Step 5: Testing and monitoring
- Trigger a controlled error in your environment and verify that Sentry receives the error with a recognizable event ID.
- Check PostHog to confirm that the corresponding event was tracked and includes the event_id from Sentry.
- Use Sentry’s issue view to review error counts and stack traces; use PostHog to explore user flows preceding the error.
Best practices
- Environment separation: Use distinct DSNs and API keys for development, staging, and production.
- Data minimization: Do not send sensitive user data; sanitize inputs where possible.

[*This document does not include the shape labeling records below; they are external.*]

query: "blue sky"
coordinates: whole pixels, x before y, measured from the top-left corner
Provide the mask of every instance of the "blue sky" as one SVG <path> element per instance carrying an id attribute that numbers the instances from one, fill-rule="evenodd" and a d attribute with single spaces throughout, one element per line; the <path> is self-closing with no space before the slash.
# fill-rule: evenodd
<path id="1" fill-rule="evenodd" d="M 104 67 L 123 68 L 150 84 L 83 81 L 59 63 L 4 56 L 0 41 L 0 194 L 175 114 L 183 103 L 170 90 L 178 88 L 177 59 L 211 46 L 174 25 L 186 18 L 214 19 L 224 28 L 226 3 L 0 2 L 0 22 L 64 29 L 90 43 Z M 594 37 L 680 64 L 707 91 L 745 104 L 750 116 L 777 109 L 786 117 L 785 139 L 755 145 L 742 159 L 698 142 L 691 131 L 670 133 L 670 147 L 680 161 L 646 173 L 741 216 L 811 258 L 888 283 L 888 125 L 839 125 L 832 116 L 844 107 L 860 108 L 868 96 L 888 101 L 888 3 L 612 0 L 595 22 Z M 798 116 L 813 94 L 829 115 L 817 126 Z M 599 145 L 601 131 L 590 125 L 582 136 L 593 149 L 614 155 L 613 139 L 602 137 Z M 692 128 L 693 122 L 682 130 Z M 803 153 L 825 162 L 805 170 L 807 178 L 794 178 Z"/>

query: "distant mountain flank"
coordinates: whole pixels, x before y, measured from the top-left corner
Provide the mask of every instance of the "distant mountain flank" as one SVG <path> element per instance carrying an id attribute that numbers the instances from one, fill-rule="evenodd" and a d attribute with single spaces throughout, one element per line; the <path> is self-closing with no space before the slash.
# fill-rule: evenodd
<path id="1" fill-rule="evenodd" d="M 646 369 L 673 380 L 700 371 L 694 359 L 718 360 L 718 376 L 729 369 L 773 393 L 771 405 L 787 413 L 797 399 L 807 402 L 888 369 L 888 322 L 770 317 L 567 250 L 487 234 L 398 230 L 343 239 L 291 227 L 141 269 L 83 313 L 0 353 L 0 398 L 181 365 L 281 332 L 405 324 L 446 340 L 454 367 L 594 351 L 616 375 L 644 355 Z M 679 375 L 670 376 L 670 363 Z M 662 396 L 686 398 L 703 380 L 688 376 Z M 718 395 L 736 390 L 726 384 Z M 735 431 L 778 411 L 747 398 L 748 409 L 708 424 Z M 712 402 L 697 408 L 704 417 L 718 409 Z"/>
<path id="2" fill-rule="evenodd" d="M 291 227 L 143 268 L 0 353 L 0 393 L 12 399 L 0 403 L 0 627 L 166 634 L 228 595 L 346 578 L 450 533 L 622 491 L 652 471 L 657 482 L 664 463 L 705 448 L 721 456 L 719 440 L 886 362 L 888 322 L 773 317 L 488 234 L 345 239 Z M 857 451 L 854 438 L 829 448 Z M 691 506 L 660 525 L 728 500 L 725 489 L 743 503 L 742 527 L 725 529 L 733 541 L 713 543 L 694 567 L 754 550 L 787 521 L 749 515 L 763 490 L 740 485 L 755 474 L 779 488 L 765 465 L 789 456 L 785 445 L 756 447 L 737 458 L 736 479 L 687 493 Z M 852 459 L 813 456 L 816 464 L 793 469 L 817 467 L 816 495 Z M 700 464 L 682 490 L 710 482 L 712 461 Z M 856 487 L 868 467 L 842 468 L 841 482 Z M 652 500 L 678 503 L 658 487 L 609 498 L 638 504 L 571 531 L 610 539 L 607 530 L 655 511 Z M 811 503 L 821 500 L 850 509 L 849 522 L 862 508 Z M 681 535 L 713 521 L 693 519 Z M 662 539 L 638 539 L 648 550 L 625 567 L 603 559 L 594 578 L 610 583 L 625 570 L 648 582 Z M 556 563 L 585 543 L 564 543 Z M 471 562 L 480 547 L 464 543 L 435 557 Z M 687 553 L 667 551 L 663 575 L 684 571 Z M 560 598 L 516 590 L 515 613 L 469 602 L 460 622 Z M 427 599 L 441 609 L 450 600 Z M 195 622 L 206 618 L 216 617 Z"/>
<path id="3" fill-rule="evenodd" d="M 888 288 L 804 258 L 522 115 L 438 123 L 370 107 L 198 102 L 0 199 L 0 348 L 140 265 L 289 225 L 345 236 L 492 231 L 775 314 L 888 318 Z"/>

- Sampling: Configure tracesSampleRate to balance data volume and insight.
- User context: Add non-identifying context to Sentry and PostHog, such as app version and feature flags.
- Correlation discipline: Keep a consistent approach to linking Sentry events with PostHog events, so you can reproduce issues quickly.
Troubleshooting
- Sentry not receiving events: verify DSN, network requests, and build configuration. Check Sentry’s DSN in environment variables.
- PostHog events missing: confirm API key and host URL; verify that posthog.init is executed before tracking calls.
- Correlation IDs not appearing: ensure captureException returns an eventId and that it is passed to PostHog.
Conclusion
Setting up error tracking with Sentry and PostHog gives you a holistic view of both failures and user behavior. By correlating a Sentry error with a PostHog event, you can quickly identify root causes and the contexts in which issues occur, accelerating your debugging and product improvement cycles. Keep refining your contexts and sampling to maintain signal quality without overwhelming your monitoring tools.